Wednesday, February 8, 2012

Fleur Flaneur's Quest: Breakfast in Tbilisi

Tartine - with real cafe au lait!
Like many a native New Yorker, I cannot function properly without my morning coffee. This is not merely  - as my Very English Boyfriend is wont to believe - some filtered brown liquid emerging from a purpose-built pot, but rather a very elaborate ritual: the coffee must be procured from some external source (ideally, a greasy-spoon diner), accompanied by pleasant banter between myself and said proprietor of external source, and eaten alongside an elaborate foodstuff of some description (ideally, an "everything bagel with nothing on it," which apparently confuses the hell out of Oxford's baristas). Coffee absolutely cannot be made at home (and - are you listening, Very English Boyfriend? - certainly cannot be accompanied by a bowl of cold cereal eaten while standing in the kitchen!) It is acceptable to go outside, get some coffee (and breakfast sandwiches) "to go", and return home, as long as the experience constitutes suitably respectful awareness of the Morning Breakfast Ritual, which must last at least an hour.

The only viable rival to an everything
 bagel with nothing on it.
And while I love many things about Tbilisi - there is one facet of the city that I simply cannot abide. The culture of "breakfast out" simply does not exist. Most cafes (including my go-to locals, Konka and Literaturuli) don't open until eleven at the earliest, leaving me with scant breakfasting options in my vicinity (Abanotubani). Yet nearly eighteen months' worth of Abanotubani-dwelling has given me a sensible run-down of the available options - ones that I hope will prove invaluable to other transplanted New Yorkers (and Parisians) for whom cold cereal simply will not do.


Breakfast Options Near Meidan


Tartine, Meidan
This recently-opened French bistro is indicative of Meidan's slow descent into boho gentrification: its main branch is in Vake. Yet hipster snobbery aside, Tartine does have extraordinary food (!), even if it's too pricey as a regular lunch place. Breakfast around 10 lari.
Pros: Cafe au lait that comes in enormous porcelain bowls, fresh croissants, opens at 9, laptop plugs
Cons: Expensive, slightly staid. No lobiani.

Machakhela, Meidan
Sure, it isn't breakfast food proper, but what could be more delectable than lobiani at seven in the morning?
Pros: Cheap, enormous portions, open 24/7, the closest thing to a greasy-spoon feel in Tbilisi. MORNING LOBIANI.
Cons: They don't seem to have milk for coffee (or cappuccinos/etc available), who can eat an entire lobiani on one's own?

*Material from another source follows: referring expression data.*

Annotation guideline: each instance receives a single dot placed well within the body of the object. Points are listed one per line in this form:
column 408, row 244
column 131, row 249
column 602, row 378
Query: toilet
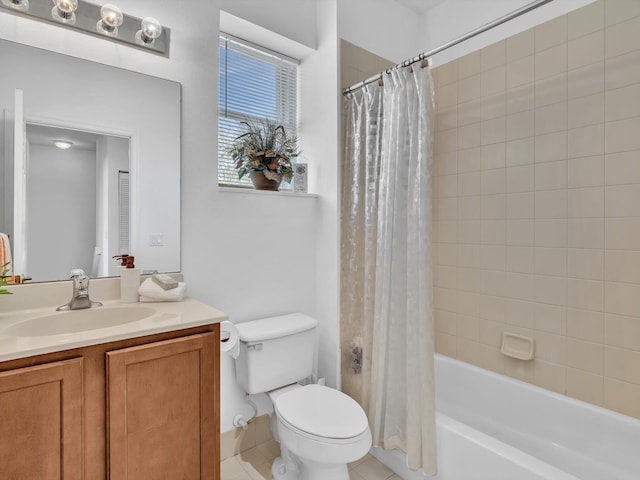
column 319, row 429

Luca Polare, Leselidze Street
Technically an ice-cream parlour, they also do takeaway coffees and a variety of pastries
Pros: Cheap, open early, ice cream or fruit smoothies (or muffins), opens at 8
Cons: Getting on to a ten-minute walk from my house, minimal indoor seating. No lobiani.

The Hidden Bakery Beneath the Seminary
The bakery is located in the basement.
Only in Tbilisi would the best bakery in town be located underneath the seminary opposite to Sioni Cathedral. A single sign leads the way to the aromatic depths of paradise and carbohydrates.
Pros: Insanely cheap selection of lobiani, khachapuri, and "potato khachapuri" (or as we say in New York, knishes), baked before your very eyes.
Cons: No coffee. Takeaway only. One possibly takes the bread to a confusing icon-filled canteen right around the corner (where coffee seems to be available), but the one time I tried to order a coffee there I was ignored for about twenty minutes before I got confused and wandered off...I may have possibly crashed the seminarians' refectory?

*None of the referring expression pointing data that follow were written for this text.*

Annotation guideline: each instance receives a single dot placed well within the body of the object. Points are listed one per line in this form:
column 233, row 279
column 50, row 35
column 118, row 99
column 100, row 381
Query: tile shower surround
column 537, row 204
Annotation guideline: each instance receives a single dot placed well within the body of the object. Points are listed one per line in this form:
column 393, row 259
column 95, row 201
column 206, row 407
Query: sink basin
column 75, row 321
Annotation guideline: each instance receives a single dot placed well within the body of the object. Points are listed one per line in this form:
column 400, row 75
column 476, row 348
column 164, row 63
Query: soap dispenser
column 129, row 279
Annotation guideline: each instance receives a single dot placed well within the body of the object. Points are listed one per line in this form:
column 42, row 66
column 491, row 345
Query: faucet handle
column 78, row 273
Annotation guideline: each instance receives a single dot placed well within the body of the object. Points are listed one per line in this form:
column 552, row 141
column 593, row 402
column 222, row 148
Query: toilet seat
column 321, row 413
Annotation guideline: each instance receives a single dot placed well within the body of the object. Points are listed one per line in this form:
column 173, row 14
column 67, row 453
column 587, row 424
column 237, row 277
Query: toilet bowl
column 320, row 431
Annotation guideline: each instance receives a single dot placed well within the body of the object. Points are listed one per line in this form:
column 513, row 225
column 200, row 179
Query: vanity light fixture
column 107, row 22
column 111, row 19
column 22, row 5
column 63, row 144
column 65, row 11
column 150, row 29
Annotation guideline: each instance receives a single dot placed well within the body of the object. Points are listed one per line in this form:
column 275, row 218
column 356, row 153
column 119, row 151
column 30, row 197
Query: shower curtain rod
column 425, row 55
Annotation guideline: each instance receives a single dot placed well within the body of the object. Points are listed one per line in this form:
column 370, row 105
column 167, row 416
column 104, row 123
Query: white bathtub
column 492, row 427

Why, God, why can I not find a place in which both lobiani and coffee-with-milk are freely available?
Other, of course, than my grocery store.




3 comments:

Suzie Thomas said...

If you give more importance to the elegance of the material despite the price, you can opt for kitchen countertops which involve stone materials like granite, marble, and ceramic tiles.

Shawn Basey said...

For decent atmosphere, 24 hour service, including coffee and lobiani, give Art Cafe a shot off of Dadiani Street, from Tavisupleba. Not exceptional anything, but it gets a Good Enough Degree.

And you're absolutely right about the morning ritual. Coffee MUST be procured outside of the wakeup premises.

Fleur Flaneur said...

Shawn, thanks for commenting. I've been lurking/following your blog for a few months now and enjoy reading it. Art Cafe's a bit of a trek from me for a morning coffee, but may be worth it. Which side of the street is it on?